Chukwu emphasized that all funds for constituency projects in 2013 and 2014 were handled by the office of the Minister of Special Duties and Inter-governmental Affairs. He advised Marafa to find out from other MDAs how they secured the release of their approved funds for constituency projects at the time, citing the Federal Medical Centre (FMC), Owerri which implemented a constituency project during the same period as the Federal Medical Centre Gusau, which he said traced a similar approved fund to the office of the Ministry of Special Duties and Inter-governmental Affairs.
“Against this background, it is obvious that the Minister of Health had no powers to divert, and could not have diverted, the funds approved for an agency for another purpose.
“And if the same due process regime is still in place today, as I believe it does, there was no basis for the purported apology tendered by the current Minister of Health on behalf the Federal Ministry of Health, then under my watch, to Senator Marafa,” he said.
Prof.

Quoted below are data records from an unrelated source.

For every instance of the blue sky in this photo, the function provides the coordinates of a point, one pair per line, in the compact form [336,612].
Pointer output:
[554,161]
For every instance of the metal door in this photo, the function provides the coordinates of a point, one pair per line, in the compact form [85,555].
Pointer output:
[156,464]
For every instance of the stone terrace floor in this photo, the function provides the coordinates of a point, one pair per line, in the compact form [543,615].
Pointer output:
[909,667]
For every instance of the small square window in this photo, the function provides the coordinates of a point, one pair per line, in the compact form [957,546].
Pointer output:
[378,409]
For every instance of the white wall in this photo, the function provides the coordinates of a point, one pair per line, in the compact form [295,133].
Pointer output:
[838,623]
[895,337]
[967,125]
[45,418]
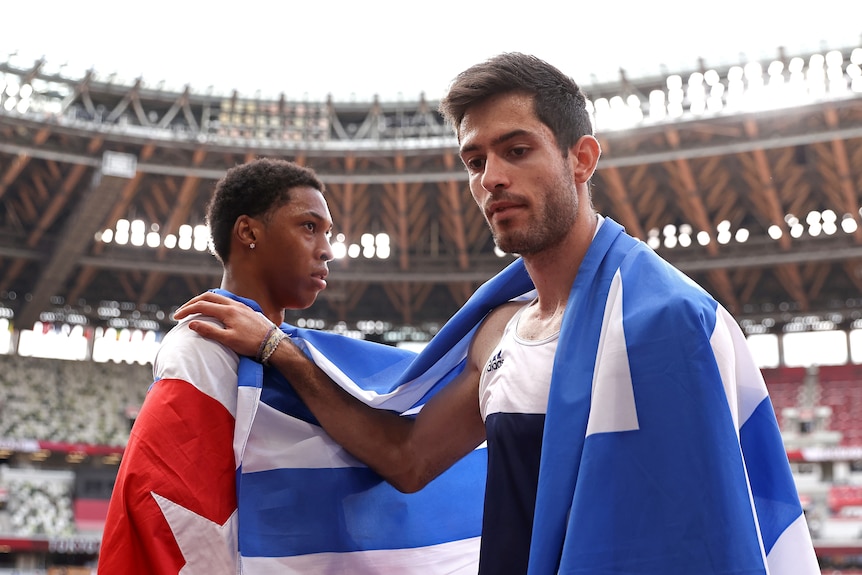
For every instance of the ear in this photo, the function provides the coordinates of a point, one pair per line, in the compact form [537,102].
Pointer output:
[585,155]
[245,231]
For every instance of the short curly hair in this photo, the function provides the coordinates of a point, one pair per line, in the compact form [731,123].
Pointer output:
[558,101]
[254,189]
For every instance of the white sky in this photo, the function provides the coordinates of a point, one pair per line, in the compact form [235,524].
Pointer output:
[359,48]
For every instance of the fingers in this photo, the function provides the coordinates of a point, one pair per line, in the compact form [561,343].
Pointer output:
[207,303]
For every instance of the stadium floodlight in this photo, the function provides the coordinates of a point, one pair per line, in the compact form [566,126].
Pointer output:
[339,250]
[775,232]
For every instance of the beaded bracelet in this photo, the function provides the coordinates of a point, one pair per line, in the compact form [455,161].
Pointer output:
[267,347]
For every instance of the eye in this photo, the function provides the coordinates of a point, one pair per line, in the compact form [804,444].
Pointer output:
[519,151]
[475,164]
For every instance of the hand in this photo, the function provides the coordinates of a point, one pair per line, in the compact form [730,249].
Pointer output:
[244,328]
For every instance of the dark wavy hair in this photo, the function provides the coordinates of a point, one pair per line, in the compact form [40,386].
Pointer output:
[254,189]
[558,101]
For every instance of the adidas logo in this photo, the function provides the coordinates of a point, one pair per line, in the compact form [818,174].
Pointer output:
[495,362]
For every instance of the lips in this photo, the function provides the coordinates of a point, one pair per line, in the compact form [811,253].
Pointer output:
[498,207]
[321,277]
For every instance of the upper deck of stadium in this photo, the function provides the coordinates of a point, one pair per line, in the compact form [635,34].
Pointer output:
[746,177]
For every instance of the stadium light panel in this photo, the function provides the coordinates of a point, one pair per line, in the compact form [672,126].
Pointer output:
[775,232]
[339,250]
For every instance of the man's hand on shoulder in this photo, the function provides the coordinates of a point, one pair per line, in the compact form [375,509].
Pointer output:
[242,330]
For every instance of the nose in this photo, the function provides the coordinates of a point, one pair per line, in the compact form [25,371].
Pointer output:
[326,251]
[494,174]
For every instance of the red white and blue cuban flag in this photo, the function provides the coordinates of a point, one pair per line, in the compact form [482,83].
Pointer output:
[661,453]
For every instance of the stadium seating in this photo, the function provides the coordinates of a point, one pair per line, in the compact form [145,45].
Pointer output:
[74,402]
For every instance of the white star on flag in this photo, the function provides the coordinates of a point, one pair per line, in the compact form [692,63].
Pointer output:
[206,546]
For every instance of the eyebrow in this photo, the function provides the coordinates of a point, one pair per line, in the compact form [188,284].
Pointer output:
[498,140]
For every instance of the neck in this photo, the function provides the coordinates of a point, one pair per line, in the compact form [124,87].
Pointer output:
[554,281]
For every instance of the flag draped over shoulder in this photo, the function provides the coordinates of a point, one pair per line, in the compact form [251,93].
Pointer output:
[306,506]
[661,451]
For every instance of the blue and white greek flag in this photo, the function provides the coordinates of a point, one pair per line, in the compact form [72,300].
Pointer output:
[661,449]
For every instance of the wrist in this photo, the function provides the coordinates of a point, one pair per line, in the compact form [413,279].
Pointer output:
[269,344]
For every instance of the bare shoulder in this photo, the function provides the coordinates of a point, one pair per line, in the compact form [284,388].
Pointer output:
[491,330]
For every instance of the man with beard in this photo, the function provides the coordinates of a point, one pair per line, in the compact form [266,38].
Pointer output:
[628,429]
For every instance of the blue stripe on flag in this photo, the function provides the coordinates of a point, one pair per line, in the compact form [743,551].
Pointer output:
[287,512]
[775,495]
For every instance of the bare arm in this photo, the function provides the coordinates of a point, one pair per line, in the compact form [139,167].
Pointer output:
[407,452]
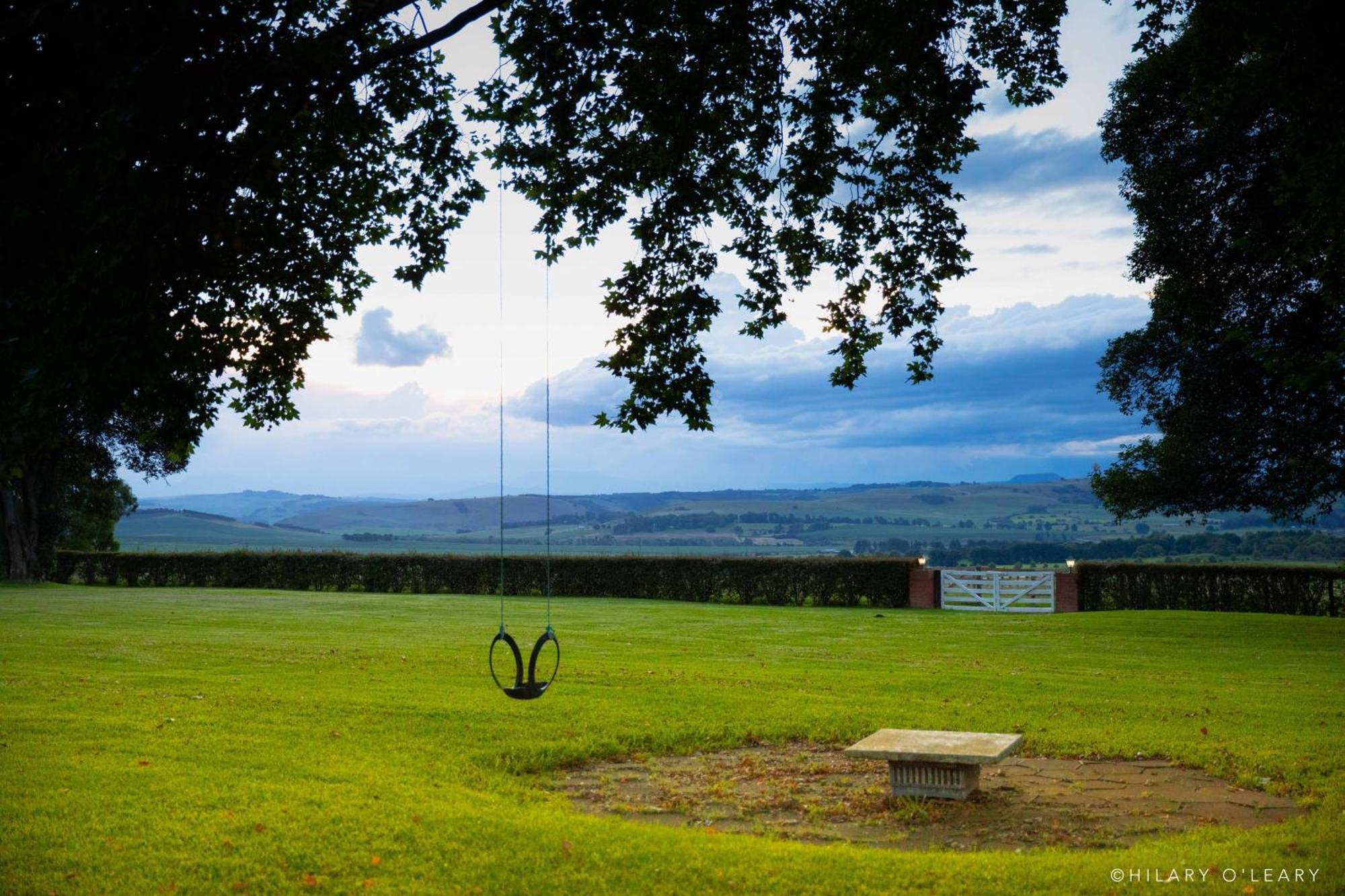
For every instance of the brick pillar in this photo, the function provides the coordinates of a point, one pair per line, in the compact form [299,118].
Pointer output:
[1067,592]
[925,588]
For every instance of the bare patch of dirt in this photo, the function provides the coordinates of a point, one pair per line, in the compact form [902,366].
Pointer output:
[814,792]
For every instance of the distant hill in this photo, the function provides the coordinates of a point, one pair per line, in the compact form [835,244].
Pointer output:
[1023,478]
[251,506]
[1034,507]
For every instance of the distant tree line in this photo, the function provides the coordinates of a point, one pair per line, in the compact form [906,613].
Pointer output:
[1258,545]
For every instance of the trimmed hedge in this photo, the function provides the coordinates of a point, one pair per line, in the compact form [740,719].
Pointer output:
[825,581]
[1301,591]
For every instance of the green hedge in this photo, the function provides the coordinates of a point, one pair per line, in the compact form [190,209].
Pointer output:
[878,581]
[1301,591]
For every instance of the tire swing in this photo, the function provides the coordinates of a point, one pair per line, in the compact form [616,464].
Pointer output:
[520,686]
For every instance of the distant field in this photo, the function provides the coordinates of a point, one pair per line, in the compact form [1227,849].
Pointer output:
[921,513]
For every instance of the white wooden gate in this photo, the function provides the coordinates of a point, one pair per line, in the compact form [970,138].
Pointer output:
[1000,591]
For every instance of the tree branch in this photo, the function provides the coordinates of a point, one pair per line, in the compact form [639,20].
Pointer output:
[428,40]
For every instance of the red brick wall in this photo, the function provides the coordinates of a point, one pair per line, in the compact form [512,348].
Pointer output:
[1067,592]
[925,588]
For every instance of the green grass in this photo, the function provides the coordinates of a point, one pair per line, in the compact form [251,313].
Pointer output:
[209,737]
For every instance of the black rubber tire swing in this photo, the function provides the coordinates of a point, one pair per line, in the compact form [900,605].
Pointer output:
[527,688]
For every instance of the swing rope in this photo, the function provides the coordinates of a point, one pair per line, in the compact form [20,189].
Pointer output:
[500,192]
[547,326]
[518,686]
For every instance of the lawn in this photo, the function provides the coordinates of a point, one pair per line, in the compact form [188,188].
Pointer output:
[204,740]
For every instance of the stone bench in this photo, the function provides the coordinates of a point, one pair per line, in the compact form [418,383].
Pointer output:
[935,763]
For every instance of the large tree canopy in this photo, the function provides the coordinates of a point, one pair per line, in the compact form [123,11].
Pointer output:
[1233,132]
[188,186]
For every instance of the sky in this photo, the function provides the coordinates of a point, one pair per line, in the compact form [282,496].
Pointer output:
[403,401]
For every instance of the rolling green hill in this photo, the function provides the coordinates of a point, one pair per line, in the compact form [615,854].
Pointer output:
[771,521]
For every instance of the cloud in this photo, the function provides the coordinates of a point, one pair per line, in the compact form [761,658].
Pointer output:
[1020,381]
[1015,163]
[379,343]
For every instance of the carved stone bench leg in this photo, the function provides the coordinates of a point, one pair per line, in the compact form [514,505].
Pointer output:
[945,780]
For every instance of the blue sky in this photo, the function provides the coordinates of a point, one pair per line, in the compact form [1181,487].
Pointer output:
[401,401]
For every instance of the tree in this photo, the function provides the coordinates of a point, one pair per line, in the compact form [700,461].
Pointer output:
[1233,134]
[188,186]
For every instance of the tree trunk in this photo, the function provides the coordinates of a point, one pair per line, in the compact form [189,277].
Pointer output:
[21,510]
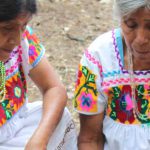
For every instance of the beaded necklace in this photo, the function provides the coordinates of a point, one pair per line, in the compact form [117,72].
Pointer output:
[2,81]
[133,86]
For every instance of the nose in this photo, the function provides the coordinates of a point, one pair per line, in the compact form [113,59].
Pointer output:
[15,38]
[142,37]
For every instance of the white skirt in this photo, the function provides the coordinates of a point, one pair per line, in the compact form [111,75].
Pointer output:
[15,134]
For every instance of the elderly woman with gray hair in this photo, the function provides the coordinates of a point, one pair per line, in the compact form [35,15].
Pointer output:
[112,91]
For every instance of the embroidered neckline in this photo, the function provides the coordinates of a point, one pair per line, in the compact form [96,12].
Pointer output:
[119,58]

Chukwu observed that the duty of a Minister is to investigate and treat the matter and not evade the issue with an unwarranted apology, saying that as Minister, he investigated and addressed similar complaints that pre-dated his tenure, since government is a continuum.
On the alleged procurement of mosquito nets for Enugu State, Chukwu also denied that the Federal Ministry of Health at any time procured insecticide-treated mosquito nets for any single state in the country under his stewardship.
He said that nets were mainly sourced through two channels which did not involve the ministry in the procurement process: The Global Fund and the World Bank, respectively.
Chukwu said the only mosquito nets procured directly by the ministry were from a line budget provision for mosquito nets which were to fill the supply gaps for states not covered by the Global Fund and World Bank programmes.
Prof. Chukwu, who wondered why neither Senator Marafa nor the current Minister of Health had ever approached him for his explanations on the issue, accused Senator Marafa of being mischievous and playing to the gallery.
“What Nigerians should be asking Distinguished Senator Marafa is why it has taken him till the end of his 8-year career in the senate to raise the matter in the melodramatic manner he did.
“Senator Marafa was merely playing politics to hoodwink his constituents who are probably demanding for accountability from their representatives given the unfortunate turn of events in Zamfara State.”
Prof. Chukwu, who also pointed out that he was not from Enugu State, decried being drawn into the insidious politics of ethnicity by an outgoing senator who was desperate to score cheap political points to burnish his image.
“Senator Marafa probably doesn’t know that as an old boy of the Federal Government College, Sokoto, I have affinity to Gusau and Zamfara State in general, which was part of the defunct North Western State and old Sokoto State, respectively, during my school days. For instance, during the lead poisoning epidemic in the state, I recommended and the President approved the procurement of the drugs for chelation therapy for victims. Indeed, not only was my first Minister of State with whom I enjoyed a warm personal and working relationship from Zamfara State, my Technical Assistant on Foods, Drugs and Private Sector Engagement, Pharm. Sani Bello, was also from Zamfara State”, he said.
Also reacting to the charge of “ethnocentrism” leveled against him by the Senate majority whip, Senator Olusola Adeyeye, Prof. Chukwu expressed surprise that Senator Adeyeye conveniently disregarded the fact that Senator Marafa equally accused the then Permanently Secretary in the Ministry, whom Senator Marafa correctly identified as an indigene of Katisna State, as his conniver in the alleged diversion of fund from Zamfara to Enugu State. Prof. Chukwu wondered on which primordial impulse the Permanent Secretary was also acting, adding that Senator Adeyeye glossed over his supposed accomplice because it did not serve his purpose.